A bit of background … Effective in 2000, the Safe Harbor Framework was established jointly by the U.S. Department of Commerce and the European Union (EU). One of its purposes was to facilitate trade between European countries and the U.S. by streamlining data flows between countries. Safe Harbor allowed U.S. companies to self-certify compliance with the privacy principles of the European Union Data Protection Directive and, as a result, legally transfer private consumer data between European Union countries and the U.S. According to its critics, however, the Safe Harbor Framework allowed private data to flow from European Union countries to the U.S. without adequate protections being in place.
U.S. privacy practices have long been considered inadequate, particularly when compared to privacy practices in Europe. Under European Union law, citizens have a right to privacy and to protection of their personal data. Privacy advocates claim those privacy rights are violated by U.S. surveillance programs that allegedly expose EU citizens to indiscriminate surveillance as was demonstrated in the Edward Snowden matter. In 2013, the Safe Harbor Framework was legally challenged because it facilitated data transfer to the U.S. without proper privacy protections being in place. The resulting ruling, announced just last week, has the potential for widespread impact on European Union and U.S. businesses and their trade relationships.
The ruling… On October 6, 2015, the European Union Court of Justice (COJ) effectively invalidated The Safe Harbor Framework. Although the COJ did not declare it illegal, the immediate effect self-certification to the Safe Harbor Framework no longer provides a blanket seal of approval as to the adequacy of privacy protections, nor does it constitute a legally valid basis for the transfer of private consumer information between European Union countries and the U.S. The ruling allows national data protection authorities in EU countries to review data transfers on an individual basis and suspend organizations whose privacy practices are deemed inadequate.

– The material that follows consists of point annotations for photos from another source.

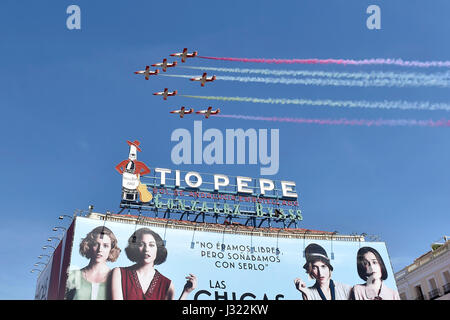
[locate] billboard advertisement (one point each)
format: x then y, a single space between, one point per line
119 260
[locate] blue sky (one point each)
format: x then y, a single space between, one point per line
70 101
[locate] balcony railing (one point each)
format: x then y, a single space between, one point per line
433 294
446 288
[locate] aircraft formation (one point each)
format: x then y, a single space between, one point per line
166 93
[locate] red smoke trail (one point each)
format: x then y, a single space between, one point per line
346 122
378 61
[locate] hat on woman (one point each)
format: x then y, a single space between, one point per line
315 252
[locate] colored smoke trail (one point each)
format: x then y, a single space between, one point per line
345 122
351 75
403 105
378 61
331 82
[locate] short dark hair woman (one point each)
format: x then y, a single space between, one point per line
142 281
318 267
371 269
92 282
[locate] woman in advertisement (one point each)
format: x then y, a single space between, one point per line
318 267
371 269
142 281
93 281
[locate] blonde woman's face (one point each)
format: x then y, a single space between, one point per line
100 248
147 248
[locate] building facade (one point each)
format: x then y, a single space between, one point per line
428 278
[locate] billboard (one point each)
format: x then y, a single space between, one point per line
176 191
205 265
52 279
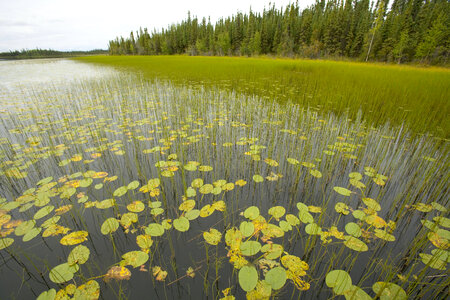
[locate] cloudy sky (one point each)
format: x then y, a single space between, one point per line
90 24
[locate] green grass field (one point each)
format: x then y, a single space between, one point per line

So, what does that mean to your international background screening program and to EBI as your screening partner?
Your background screening program with EBI will not change. EBI will continue to conduct background screening, based on the checks you order and the legal availability of information, in countries outside the U.S., including European Union countries. Processes will remain the same, one of those important processes being completion of an EBI International Disclosure and Authorization by your applicant/employee before any background checks are conducted.
EBI has long demonstrated our commitment to quality, security, and customer service through (among other things) our third party certifications like ISO 27001 for security, ISO 9001 for quality, and NAPBS Accreditation for industry best practices. Safe Harbor was, and remains, one of our third party certifications with EBI self-certifying compliance beginning in 2007. As one of about 4,500 self-certified companies, EBI agreed to comply with data privacy principles as provided in the European Union Data Protection Directive when transferring private data of consumers from European Union counties to the U.S. and vice versa. EBI’s Safe Harbor certification, however, did not stand alone as the legal basis for data transfer. Rather, explicit consent through the disclosure and authorization process provides the legal cornerstone for data transfer to conduct background screening in European Union countries.

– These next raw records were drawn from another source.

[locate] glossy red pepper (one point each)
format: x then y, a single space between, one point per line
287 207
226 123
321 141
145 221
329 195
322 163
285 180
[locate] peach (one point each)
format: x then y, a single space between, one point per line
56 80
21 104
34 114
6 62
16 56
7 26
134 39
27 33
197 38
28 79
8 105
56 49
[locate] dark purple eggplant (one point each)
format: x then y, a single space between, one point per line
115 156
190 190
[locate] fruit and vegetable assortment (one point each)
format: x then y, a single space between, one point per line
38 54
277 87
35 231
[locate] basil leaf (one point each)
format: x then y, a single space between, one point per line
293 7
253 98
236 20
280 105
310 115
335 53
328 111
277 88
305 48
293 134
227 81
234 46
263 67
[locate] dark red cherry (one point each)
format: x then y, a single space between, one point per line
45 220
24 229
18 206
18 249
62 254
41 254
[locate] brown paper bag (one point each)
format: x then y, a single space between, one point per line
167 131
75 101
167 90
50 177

The Data Protection Directive provides five exceptions (called “derogations”) by which personal data may be legally transferred from the European Union to the U.S. One such method is when “the data subject has unambiguously given his consent.” Organizations transferring data are cautioned that European data protection regulators interpret this legal exception very narrowly and stress the importance of explicit, unequivocal consent. This underscores the importance of the EBI International Disclosure and Authorization and why, even if you use your own international disclosure and authorization form, EBI still requires your applicant/employee complete our international disclosure and authorization form.

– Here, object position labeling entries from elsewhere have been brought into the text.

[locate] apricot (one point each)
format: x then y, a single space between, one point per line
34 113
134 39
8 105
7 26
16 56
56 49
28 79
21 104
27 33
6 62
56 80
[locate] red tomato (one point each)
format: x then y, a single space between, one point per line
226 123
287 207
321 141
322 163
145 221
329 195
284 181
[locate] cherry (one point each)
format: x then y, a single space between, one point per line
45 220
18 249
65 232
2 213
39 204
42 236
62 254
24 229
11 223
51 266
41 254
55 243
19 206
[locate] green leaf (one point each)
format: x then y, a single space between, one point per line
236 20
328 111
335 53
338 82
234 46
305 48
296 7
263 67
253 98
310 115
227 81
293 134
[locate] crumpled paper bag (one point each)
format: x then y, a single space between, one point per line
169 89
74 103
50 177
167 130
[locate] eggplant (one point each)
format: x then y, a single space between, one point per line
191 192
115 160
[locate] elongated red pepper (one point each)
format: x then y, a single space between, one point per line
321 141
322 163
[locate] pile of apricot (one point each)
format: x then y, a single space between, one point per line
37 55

Finally, even if your organization complies with one of the other Data Protection Directive methods for the legal transfer of consumer data (such as “Model Clauses” or “Binding Corporate Rules”) that compliance method will not suffice for background check purposes. For your protection and that of your applicants/employees, we will continue to require the EBI International Disclosure and Authorization form for a background check outside the U.S.